EmbedSeg icon indicating copy to clipboard operation
EmbedSeg copied to clipboard

RuntimeError: CUDA out of memory.

Open Saharkakavand opened this issue 3 years ago • 8 comments

I have 4 images, and batch size is only 1. but when I start the begin_training(train_dataset_dict, val_dataset_dict, model_dict, loss_dict, configs), I have RuntimeError: CUDA out of memory. Tried to allocate 128.00 MiB (GPU 0; 31.75 GiB total capacity; 30.71 GiB already allocated; 62.50 MiB free; 12.93 MiB cached). Please let me know how can I solve it. Thanks

Saharkakavand avatar Jul 02 '21 14:07 Saharkakavand

Hello @Saharkakavand. Thank you for opening an issue and trying out EmbedSeg! Could you share the size of the original images and the crop_size which you used in 01-data.ipynb? A trivial reason for this out of memory error could just be that additional notebooks are open - if so, shutting them down should release the GPU memory. This is how the Running tab would look ideally: image

lmanan avatar Jul 02 '21 16:07 lmanan

@MLbyML , thank your for your replay, original 3d image size: 713 x 806 x 714, crop: 256 x 256 x256 there is no notebook running, and before running the last cell for train the network there is no process on GPU based on nvidia-smi -l command

Saharkakavand avatar Jul 02 '21 22:07 Saharkakavand

sorry, I I have 5 images with these shapes in data directory img.shape[0]=[713, 748, 797, 791, 972] img.shape[1]=[806, 787, 677, 798, 364] img.shape[2] =[714, 772, 772, 783, 816] crops are in this size: crops.shape[0] = 256 crops.shape[1] = 256 crops.shape[2] = 256

Saharkakavand avatar Jul 03 '21 08:07 Saharkakavand

Okay, so these look like confocal volume images since the size of the z dimension appears almost the same as x and y dimensions, is that correct? This set of notebooks runs it for in-situ specimens imaged under confocal microscopy, just for reference. I would have to dig a bit more into how GPU memory scales with crop_size and can get back to you. For now, I would recommend bringing down the crop_size by half - so something like 128 x128 x 128 (X x Y x Z) if the z voxel size is roughly the same as x and y voxel size. In case the z dimension is downsampled, you could also try 256 x 256 x 64 (X x Y x Z) and set the anisotropy_factor appropriately.
Since you may have to generate the crops again, you can increase the speed_up factor to 3 or higher to get these crops generated quicker. Let me know if you have questions. Thank you!

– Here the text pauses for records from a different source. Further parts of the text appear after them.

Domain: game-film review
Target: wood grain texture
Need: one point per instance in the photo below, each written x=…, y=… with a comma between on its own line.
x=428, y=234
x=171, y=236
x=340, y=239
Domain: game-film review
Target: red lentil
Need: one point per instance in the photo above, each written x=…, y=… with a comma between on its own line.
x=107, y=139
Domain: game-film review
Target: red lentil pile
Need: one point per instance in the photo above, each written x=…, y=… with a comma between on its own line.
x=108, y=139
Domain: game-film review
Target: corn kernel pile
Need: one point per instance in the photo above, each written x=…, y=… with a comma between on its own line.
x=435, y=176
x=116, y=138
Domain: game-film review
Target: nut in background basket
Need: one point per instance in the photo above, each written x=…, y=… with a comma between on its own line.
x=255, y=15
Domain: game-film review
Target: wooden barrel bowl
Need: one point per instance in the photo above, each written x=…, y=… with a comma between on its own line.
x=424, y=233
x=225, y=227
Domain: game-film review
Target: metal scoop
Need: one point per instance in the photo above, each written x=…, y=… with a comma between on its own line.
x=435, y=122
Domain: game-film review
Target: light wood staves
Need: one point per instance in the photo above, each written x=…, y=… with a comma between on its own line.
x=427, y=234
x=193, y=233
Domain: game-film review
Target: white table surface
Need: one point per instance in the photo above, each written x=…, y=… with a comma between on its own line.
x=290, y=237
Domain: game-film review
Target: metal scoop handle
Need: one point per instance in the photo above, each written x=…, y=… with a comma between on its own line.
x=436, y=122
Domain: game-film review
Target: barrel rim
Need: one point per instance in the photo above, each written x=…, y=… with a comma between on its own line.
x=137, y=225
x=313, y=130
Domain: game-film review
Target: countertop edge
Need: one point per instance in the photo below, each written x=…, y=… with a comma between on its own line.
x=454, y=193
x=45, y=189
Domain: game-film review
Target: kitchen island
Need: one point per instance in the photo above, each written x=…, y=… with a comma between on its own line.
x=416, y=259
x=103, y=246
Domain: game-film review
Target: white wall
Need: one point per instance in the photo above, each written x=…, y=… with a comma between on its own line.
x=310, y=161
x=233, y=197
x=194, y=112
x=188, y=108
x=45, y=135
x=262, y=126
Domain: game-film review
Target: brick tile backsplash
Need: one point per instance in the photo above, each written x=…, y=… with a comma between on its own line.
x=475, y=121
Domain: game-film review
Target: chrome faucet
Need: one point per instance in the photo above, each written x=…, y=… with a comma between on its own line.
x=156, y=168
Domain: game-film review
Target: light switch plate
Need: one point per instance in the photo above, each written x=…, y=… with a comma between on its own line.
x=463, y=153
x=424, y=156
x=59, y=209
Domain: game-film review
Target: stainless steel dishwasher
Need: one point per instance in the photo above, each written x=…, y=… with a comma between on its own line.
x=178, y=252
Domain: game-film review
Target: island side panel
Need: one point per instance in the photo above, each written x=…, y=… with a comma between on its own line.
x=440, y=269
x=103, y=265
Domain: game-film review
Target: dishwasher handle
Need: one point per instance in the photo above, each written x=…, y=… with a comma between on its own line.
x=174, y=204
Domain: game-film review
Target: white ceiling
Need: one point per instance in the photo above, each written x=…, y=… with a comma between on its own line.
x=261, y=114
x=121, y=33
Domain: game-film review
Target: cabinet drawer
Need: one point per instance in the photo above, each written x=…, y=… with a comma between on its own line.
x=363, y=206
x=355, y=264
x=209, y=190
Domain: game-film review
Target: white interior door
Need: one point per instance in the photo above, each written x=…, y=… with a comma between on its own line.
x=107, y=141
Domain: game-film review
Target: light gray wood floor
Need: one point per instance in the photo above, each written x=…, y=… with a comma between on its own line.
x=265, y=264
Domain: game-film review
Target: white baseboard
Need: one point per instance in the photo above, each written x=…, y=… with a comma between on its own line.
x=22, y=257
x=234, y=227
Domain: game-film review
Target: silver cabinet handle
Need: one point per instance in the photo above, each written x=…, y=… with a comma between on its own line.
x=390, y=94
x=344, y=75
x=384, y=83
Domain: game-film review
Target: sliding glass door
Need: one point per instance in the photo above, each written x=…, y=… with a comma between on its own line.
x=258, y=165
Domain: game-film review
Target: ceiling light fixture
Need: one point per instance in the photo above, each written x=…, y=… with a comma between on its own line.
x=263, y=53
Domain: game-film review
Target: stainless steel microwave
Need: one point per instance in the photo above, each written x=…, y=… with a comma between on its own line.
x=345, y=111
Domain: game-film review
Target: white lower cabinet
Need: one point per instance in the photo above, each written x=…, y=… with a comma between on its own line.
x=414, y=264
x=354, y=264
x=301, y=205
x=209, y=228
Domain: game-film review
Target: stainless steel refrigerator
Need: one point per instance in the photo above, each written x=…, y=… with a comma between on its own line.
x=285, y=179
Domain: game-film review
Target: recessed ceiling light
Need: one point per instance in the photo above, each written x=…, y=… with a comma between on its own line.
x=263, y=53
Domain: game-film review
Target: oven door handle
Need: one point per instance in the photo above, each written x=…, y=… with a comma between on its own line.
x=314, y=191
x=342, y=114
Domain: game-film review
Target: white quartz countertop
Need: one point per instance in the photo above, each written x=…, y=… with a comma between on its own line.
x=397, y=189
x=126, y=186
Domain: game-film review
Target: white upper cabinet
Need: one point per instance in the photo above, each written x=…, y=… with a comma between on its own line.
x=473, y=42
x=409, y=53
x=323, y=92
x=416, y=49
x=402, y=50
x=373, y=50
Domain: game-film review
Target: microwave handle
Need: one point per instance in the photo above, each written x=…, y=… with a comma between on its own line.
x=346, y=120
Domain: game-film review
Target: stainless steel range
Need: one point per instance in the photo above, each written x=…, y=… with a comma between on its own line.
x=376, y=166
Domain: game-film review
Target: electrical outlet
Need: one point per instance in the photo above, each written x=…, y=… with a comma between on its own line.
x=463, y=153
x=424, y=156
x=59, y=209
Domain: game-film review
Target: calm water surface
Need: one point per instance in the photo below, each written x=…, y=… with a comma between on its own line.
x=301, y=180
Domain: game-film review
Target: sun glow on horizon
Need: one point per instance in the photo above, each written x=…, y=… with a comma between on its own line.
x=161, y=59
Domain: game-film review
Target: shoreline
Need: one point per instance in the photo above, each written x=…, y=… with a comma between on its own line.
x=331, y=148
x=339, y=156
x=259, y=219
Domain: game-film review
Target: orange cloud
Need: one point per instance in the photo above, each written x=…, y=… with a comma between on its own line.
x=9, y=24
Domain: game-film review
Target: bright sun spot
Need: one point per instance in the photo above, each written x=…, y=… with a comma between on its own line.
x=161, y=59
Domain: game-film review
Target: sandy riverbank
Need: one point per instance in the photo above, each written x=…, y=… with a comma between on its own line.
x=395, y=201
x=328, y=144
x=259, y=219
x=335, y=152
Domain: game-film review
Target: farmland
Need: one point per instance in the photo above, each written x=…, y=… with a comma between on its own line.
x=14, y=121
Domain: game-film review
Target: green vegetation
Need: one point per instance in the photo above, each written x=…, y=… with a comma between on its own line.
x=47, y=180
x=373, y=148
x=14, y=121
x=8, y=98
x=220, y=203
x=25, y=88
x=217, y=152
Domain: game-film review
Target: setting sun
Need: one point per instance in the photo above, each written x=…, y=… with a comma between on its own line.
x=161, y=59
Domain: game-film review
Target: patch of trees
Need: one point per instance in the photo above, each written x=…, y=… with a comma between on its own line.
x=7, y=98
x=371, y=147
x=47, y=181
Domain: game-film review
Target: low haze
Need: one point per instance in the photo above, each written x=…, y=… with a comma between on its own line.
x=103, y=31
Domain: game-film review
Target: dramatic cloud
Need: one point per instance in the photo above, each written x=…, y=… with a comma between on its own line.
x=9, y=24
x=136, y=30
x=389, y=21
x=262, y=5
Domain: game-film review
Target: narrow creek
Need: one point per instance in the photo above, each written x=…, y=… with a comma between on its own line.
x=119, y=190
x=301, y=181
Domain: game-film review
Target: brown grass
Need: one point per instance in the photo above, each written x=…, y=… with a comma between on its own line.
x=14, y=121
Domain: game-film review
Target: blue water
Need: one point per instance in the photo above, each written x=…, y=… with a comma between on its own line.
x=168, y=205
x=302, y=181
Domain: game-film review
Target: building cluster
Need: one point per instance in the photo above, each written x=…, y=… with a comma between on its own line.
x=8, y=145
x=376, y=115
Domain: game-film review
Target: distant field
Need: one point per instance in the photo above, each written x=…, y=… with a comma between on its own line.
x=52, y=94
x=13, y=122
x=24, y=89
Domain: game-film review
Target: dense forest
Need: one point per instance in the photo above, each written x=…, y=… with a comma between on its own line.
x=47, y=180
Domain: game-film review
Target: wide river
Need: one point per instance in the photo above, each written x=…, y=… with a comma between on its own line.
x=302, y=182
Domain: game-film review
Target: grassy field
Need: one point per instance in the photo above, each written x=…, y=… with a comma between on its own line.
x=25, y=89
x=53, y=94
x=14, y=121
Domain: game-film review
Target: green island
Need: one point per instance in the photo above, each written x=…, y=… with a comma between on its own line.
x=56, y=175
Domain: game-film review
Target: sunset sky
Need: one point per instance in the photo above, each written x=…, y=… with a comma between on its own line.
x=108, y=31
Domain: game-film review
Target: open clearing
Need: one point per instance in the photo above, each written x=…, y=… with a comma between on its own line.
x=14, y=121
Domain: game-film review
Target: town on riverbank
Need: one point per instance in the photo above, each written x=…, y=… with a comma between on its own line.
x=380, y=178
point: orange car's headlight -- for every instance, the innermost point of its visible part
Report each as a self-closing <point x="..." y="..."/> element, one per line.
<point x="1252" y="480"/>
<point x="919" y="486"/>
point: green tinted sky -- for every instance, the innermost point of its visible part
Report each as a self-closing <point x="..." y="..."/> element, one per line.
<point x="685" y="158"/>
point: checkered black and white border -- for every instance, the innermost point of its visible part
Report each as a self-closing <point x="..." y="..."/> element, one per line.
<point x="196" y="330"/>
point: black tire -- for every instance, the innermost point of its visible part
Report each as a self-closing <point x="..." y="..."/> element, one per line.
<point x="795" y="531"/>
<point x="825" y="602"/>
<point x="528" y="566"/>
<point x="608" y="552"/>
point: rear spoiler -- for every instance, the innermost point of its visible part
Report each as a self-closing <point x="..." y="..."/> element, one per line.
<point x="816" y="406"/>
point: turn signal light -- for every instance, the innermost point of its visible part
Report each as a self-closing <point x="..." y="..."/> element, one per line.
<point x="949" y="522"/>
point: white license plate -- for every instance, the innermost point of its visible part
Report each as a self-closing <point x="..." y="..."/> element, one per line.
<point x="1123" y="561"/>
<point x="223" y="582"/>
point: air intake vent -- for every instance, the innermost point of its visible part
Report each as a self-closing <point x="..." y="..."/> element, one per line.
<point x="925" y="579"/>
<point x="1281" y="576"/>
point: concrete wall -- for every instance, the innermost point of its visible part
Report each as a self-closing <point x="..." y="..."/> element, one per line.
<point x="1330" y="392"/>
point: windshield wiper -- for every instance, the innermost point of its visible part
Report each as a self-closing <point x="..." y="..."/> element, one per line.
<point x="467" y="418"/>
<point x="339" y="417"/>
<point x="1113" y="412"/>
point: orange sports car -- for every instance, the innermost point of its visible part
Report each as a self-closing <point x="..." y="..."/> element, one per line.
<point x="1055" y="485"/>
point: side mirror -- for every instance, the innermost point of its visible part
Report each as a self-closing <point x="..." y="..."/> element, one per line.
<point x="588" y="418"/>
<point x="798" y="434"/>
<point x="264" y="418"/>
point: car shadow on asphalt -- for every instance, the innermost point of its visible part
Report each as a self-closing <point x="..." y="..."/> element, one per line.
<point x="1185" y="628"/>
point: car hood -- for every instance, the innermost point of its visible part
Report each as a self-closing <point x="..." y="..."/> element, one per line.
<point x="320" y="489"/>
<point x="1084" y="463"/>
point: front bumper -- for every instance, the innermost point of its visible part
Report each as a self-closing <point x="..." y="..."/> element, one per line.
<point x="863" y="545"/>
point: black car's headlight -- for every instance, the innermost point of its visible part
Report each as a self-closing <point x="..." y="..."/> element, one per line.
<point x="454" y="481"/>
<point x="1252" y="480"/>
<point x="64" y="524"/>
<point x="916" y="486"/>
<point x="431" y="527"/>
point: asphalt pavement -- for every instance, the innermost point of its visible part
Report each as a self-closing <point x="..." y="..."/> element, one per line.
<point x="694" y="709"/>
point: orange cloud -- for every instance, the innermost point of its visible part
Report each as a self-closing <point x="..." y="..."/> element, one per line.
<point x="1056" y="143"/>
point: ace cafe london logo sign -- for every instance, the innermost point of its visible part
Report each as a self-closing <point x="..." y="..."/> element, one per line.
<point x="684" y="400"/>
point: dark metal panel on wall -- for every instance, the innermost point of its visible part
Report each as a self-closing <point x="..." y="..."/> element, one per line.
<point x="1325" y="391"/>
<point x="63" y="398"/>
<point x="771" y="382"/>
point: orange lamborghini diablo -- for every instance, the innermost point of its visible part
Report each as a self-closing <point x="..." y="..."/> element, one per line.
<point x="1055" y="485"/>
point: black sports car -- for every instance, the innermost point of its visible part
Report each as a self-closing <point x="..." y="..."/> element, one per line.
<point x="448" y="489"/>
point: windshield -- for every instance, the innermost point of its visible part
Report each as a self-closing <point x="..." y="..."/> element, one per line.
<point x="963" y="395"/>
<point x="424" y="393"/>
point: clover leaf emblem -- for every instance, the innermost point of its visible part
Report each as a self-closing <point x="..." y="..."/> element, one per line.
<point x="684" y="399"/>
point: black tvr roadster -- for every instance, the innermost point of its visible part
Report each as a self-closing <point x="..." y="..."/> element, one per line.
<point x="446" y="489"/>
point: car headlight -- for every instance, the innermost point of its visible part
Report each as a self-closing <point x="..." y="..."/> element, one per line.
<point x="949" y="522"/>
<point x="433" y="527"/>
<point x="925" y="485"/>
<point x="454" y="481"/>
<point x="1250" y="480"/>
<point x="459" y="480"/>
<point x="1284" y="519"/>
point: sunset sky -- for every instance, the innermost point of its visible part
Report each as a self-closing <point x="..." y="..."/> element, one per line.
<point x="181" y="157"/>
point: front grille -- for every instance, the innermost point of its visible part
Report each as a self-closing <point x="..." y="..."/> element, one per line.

lmanan avatar Jul 03 '21 08:07 lmanan

Hello @MLbyML , thank you for your reply. I changed the crop size, it works but after 60 epochs still the train loss and val loss is 1.03. I just tried to use prediction code for the two images I have as a test set but I have this error: RuntimeError: cuDNN error: CUDNN_STATUS_INTERNAL_ERROR.

3-D testdataloader created! Accessing data from ../../../data/fiber/test/ Number of images intestdirectory is 2 Number of instances intestdirectory is 2 Number of center images intest` directory is 0


Creating branched erfnet 3d with [6, 1] classes

0%| | 0/2 [00:25<?, ?it/s]


RuntimeError Traceback (most recent call last) in ----> 1 begin_evaluating(test_configs, verbose = True, avg_bg = avg_background_intensity/normalization_factor)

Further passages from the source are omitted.